A housing cooperative in Dippoldiswalde, Saxony, is reducing the supply of hot water due to drastically increased energy prices. During the main times of use in the morning (4 a.m. to 8 a.m.), midday (11 a.m. to 1 p.m.) and evening (5 p.m. to 9 p.m.) it remains available, at night and in the meantime the water comes cold from the tap. In addition, the heating is not turned on until September. The cooperative in the Saxon Switzerland-Eastern Ore Mountains district is likely to be one of the first companies in Germany to react to the extremely high prices in this way.

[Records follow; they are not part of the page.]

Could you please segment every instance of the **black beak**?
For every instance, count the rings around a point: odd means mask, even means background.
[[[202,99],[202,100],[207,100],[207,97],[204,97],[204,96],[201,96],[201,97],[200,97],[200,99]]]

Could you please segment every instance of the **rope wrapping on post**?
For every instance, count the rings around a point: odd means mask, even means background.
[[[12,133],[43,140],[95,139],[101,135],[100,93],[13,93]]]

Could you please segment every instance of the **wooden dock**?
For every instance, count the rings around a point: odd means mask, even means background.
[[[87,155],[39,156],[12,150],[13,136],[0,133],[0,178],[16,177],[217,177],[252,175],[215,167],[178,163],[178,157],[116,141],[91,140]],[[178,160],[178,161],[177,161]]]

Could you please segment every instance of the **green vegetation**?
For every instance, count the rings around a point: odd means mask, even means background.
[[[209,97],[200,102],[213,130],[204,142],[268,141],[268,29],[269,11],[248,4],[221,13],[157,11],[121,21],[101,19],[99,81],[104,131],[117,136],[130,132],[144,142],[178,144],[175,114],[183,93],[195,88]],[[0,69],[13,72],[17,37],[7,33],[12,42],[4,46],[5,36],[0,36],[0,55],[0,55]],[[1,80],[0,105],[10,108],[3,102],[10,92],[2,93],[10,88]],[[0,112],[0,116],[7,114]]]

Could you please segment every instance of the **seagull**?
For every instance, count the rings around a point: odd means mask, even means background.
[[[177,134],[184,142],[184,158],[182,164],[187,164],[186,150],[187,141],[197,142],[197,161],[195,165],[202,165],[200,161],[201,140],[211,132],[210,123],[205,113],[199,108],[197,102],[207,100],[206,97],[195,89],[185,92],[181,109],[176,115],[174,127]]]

"It's not about annoying the tenants, but about adjusting to what we might not be able to pay for next year," said board member Falk Kühn-Meisegeier. It's just a matter of limiting yourself a little: "We want tenants to get through this crisis well. Life is expensive enough as it is." According to Kühn-Meisegeier, the cooperative with 600 apartments had already doubled the amount of advance payments for operating costs in April. The cooperative had to pay the local energy supplier in advance. Instead of the previous 100,000 euros, 400,000 euros are now due.

The tenants also understand the reduction in hot water supply. However, the cooperative is currently receiving “viral thrashing” on social media. "We don't have any income millionaires. People simply have to be able to cope with the price spiral," the board explained the step.

However, the tenants' association in Saxony sees the approach as more than critical. "It doesn't work that way," said spokesman Florian Bau. A landlord should not unilaterally decide to turn off the hot water. "An apartment is free of defects if hot water is available 24 hours a day," explained Bau. If this is not the case, residents could possibly reduce the rent. In any case, they would have a legal right to hot water.

The tenants' association sees the hardships of the landlords because of the increased gas and electricity prices. You have to pay in advance and will only get the money back via the 2022 utility bills. But most of them won't be sent out until autumn of next year. In the past few months there have been several appeals from the housing industry to tenants to voluntarily increase the deductions now. It is now a "coexistence of tenants and landlords" necessary. The tenants' association also advises this - to avoid enormously high additional payments that would be due in one go.

Turning off the hot water by the hour could theoretically be regulated on the basis of a joint agreement between the cooperative and residents, said tenants' association spokesman Bau. "But everyone has to participate." He also doubted whether it makes any energy sense at all to turn the hot water supply up and down several times a day.

The President of the Central Association of the Housing Industry GdW, Axel Gedaschko, explained on request: "The currently difficult times also require difficult decisions that will not always be met with approval." Depending on the local conditions and the cost situation, individual solutions are required. He pointed out that the members of the cooperative in Dippoldiswalde supported the savings, according to the board.